Ostlund avait déjà dit l'essentiel avec ce premier opus, qui rend la suite inutile. L'exagération et la complaisance y règnent déjà. Par goût de l'indigne et de l'apparence 'sérieuse' la mise en scène s'étale gratuitement sur des détails odieux ou sur du pathétique sans substance, plus agaçant (voire écœurant) que véritablement émouvant. Play exhibe un monde apathique et hypocrite, doucement tiré vers le fond par l'individualisme, accablé par ses racailles locales ou importées. Les fabricants de cette chose en rajoutent pour souligner l'hypocrisie, dresser le constat misanthrope, en évitant la violence directe et laissant les pires outrances hors-champ. Des scènes débiles abondent pour singer froidement et parfois avec un faux enthousiasme la débilité mécanique dans le monde. Au maximum le spectateur peut réagir par l'horreur ou la colère, quelquefois par une jubilation superficielle (le passage musical avec les indiens du centre commercial est un bon moment de régression). Il y a un sadisme léger à contempler certains instants pénibles, par exemple le défi des cent pompes imposé à un enfant. On doit compatir, être révolté, mais notre voyeurisme aussi est convoqué. Ceux qui aiment s'enfoncer dans des situations pourries pour voir ce qu'il en sort et sentir monter la tension n'auront qu'à se projeter.

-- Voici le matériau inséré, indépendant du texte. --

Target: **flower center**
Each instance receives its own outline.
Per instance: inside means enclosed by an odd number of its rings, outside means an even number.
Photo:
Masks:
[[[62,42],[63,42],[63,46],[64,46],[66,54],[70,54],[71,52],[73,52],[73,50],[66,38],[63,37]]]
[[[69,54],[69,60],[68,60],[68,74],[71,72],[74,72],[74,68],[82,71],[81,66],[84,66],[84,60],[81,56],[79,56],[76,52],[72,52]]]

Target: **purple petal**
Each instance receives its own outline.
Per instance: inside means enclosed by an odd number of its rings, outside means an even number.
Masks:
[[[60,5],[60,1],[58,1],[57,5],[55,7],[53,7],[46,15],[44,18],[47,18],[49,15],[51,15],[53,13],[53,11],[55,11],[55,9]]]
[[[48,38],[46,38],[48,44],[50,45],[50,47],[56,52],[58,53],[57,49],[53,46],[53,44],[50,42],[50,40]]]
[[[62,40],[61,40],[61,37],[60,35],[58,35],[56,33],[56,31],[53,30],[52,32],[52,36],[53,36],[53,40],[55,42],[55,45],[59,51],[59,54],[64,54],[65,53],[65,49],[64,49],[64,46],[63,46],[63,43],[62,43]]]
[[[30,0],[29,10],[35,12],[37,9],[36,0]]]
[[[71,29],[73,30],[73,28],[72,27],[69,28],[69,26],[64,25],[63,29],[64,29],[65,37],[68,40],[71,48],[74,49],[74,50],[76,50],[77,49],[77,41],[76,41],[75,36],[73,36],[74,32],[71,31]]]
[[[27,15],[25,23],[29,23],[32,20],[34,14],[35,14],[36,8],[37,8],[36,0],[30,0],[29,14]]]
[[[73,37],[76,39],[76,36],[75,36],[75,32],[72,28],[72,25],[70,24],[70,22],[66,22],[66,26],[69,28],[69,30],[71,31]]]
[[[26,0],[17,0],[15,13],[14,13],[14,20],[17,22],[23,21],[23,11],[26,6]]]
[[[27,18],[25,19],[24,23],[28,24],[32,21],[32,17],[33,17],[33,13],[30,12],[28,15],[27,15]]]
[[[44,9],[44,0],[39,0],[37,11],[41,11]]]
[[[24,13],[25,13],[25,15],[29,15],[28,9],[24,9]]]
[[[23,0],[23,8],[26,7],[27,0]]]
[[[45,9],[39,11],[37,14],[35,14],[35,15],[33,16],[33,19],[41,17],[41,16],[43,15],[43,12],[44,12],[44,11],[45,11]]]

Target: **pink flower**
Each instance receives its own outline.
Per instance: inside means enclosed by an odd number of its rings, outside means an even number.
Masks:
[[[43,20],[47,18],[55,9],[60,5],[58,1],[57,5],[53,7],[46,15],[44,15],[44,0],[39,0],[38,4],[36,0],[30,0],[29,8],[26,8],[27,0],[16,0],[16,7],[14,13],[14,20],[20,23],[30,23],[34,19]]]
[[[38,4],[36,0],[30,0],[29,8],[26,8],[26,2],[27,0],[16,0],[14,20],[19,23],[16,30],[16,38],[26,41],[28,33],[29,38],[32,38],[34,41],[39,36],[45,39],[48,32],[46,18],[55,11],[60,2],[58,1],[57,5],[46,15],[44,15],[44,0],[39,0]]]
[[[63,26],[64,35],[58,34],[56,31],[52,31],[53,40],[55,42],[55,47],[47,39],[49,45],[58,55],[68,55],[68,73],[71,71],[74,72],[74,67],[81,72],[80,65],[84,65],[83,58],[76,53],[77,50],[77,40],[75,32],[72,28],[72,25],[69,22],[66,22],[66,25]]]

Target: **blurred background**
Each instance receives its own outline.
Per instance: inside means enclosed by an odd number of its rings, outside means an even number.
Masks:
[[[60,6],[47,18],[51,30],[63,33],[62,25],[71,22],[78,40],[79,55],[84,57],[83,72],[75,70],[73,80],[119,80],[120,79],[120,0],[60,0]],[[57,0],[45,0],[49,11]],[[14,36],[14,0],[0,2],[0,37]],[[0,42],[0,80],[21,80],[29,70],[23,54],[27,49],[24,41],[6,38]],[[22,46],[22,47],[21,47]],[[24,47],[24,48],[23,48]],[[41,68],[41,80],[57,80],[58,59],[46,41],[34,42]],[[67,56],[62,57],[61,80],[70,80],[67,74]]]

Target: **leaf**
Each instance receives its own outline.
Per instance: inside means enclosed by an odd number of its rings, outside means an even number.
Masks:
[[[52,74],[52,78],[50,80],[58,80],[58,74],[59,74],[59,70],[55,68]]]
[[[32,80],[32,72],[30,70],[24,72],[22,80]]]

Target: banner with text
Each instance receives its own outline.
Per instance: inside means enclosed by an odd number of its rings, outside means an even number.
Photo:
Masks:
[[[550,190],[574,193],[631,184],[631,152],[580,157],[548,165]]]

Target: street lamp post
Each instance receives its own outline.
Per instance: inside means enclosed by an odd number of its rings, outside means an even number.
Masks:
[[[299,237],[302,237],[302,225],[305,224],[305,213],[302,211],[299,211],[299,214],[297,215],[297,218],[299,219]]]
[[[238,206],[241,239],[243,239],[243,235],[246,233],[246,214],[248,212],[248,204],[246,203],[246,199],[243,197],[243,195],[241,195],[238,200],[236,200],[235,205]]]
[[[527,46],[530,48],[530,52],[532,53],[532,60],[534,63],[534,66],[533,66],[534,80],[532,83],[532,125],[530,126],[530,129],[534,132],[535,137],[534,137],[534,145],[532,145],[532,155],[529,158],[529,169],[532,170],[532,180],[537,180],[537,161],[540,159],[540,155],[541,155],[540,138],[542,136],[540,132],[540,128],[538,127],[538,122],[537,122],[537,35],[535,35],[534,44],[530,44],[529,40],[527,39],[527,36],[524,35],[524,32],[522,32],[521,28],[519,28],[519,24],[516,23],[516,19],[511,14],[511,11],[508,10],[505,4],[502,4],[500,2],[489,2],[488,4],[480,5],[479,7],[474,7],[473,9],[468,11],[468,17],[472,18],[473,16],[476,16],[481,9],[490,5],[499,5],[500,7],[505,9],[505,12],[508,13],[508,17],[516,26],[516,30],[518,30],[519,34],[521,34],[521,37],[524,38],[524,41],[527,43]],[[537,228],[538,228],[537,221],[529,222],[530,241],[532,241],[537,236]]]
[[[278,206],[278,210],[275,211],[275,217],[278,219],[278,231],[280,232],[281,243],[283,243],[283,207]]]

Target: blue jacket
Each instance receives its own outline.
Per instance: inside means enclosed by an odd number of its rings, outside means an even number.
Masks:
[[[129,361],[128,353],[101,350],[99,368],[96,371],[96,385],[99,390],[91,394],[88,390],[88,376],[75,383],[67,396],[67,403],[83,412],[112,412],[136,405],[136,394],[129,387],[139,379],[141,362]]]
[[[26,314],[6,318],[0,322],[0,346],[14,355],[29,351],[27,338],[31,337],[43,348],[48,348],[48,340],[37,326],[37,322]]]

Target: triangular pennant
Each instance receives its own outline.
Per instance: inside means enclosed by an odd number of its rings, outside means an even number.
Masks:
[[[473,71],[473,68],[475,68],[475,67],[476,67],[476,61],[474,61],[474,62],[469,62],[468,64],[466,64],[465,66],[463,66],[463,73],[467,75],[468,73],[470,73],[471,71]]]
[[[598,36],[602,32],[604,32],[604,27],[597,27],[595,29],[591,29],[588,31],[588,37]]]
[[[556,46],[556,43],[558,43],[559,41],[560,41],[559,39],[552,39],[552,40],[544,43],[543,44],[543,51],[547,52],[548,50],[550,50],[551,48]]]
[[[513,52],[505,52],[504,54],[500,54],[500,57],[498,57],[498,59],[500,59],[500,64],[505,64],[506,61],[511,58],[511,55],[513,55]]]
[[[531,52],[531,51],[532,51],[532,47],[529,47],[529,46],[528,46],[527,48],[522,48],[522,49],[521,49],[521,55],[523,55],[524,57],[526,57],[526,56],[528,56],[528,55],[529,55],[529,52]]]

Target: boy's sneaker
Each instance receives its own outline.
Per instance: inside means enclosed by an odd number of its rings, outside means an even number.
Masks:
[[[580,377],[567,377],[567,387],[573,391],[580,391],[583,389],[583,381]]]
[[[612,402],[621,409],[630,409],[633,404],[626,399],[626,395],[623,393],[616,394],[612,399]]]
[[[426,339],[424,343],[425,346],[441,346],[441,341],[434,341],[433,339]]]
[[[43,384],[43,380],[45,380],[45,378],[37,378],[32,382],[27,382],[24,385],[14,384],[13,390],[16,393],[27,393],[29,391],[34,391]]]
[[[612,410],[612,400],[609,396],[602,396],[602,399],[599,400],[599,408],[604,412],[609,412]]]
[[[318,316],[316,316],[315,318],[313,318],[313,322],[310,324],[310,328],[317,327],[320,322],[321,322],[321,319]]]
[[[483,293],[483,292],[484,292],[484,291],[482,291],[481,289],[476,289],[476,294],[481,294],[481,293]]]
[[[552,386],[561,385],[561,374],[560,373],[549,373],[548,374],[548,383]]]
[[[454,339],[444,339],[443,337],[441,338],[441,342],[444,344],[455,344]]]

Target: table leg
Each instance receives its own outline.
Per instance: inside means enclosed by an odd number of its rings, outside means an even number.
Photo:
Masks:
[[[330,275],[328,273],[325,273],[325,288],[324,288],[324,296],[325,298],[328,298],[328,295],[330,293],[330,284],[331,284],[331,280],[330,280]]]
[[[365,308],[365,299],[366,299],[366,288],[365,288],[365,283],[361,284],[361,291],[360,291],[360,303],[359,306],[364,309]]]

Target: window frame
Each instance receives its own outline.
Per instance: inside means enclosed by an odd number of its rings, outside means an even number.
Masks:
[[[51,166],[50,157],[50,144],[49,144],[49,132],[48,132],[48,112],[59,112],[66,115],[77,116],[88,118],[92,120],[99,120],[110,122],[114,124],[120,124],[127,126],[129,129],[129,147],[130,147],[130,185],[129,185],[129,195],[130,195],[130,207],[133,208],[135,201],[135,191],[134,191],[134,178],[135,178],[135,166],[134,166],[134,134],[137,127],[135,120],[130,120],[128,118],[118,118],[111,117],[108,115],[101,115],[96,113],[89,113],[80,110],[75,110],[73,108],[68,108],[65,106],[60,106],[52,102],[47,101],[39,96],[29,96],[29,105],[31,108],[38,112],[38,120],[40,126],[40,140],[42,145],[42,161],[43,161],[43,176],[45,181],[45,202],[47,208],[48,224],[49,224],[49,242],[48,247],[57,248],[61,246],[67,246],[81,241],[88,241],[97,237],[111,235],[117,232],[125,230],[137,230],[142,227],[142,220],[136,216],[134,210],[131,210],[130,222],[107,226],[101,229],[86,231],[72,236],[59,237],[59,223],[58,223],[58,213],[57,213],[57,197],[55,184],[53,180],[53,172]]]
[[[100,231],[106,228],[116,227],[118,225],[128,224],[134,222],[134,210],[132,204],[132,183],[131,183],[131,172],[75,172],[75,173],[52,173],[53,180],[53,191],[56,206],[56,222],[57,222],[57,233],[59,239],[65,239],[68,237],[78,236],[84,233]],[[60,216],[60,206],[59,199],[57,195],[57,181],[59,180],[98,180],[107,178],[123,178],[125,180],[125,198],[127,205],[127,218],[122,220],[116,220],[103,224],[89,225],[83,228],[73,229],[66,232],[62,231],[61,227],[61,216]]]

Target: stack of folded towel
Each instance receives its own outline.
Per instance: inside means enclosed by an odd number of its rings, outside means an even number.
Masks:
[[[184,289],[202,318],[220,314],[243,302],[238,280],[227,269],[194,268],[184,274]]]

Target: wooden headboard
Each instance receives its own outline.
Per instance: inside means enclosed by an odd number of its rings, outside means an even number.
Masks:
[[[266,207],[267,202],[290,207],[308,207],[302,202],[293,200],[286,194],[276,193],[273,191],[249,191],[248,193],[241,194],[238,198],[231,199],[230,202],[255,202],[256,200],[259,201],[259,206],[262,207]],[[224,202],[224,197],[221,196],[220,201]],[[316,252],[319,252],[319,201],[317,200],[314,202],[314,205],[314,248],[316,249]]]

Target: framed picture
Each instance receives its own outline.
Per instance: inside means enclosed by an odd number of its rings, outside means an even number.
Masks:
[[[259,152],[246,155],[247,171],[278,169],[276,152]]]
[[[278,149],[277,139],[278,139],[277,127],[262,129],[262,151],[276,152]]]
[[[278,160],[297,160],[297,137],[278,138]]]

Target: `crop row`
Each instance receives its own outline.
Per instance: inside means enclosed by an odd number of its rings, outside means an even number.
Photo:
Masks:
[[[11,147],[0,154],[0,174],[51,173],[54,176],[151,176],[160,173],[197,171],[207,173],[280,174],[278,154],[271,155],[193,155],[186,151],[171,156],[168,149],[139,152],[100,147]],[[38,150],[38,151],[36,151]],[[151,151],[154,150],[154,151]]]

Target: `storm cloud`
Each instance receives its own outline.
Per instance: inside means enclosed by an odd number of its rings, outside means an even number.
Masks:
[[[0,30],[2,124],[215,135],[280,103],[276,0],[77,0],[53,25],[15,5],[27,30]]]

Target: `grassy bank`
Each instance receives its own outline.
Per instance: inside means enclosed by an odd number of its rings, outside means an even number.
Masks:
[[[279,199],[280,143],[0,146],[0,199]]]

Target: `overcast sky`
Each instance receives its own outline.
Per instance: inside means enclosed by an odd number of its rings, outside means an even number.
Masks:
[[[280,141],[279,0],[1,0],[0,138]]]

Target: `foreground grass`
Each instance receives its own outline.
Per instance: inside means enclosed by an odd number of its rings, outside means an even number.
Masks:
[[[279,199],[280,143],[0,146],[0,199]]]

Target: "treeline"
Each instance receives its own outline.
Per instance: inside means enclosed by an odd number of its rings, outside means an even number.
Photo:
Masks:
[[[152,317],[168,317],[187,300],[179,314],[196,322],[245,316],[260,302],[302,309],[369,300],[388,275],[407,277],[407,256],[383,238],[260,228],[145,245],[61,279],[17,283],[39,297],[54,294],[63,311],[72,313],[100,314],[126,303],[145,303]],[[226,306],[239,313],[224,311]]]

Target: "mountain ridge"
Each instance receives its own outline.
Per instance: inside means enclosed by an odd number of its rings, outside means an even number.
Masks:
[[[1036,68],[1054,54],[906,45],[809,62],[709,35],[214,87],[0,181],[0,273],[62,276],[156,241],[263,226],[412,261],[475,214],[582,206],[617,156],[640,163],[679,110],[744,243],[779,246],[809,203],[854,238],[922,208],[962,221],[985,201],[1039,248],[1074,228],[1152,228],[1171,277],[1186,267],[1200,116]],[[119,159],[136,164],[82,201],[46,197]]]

Le film cherche à imprimer une dizaine de séquences chocs et y parvient. Deux sont de remarquables démonstrations de la bassesse des matons, toujours présents pour accabler celui qui aura osé se défendre. La première est celle des petits resquilleurs, s'achevant sur une amende de 1200 couronnes accompagnée d'un paresseux redressement 'moral'. La seconde, grotesque et plus spécifique à son époque, est celle de la femme surgissant dans une avenue vidée pour venir à la rescousse de victimes « en double infériorité » selon elle. Les gamins crient (osent les pleurs et les coups) face à deux pères venus récupérer le portable de leurs fils ; eux n'ont pas cédé au numéro « ma grande famille est affamée ». La harpie doit s'effacer, car c'est une pleutre et qu'elle doit méditer son harcèlement probablement, mais elle débarque à nouveau à la fin de cette scène – demande le numéro de portable de l'homme et souhaite porter plainte. Face aux arguments de l'homme qui n'a « pas choisi le voleur de [s]on fils », elle n'a que ses préjugés diffamants à opposer (elle se met à parler de « milice citoyenne » - une véritable projection !). Bientôt là voilà rejointe par une plus vieille. Elles ne montent pas au front lorsque ça chauffe mais savent se pointer et faire la leçon quand le calme est revenu. Elles ne veulent pas voir les responsabilités, sauf à charge pour les oppresseurs a-priori – c'est-à-dire historiques, majoritaires, privilégiés, au moins de leur point de vue.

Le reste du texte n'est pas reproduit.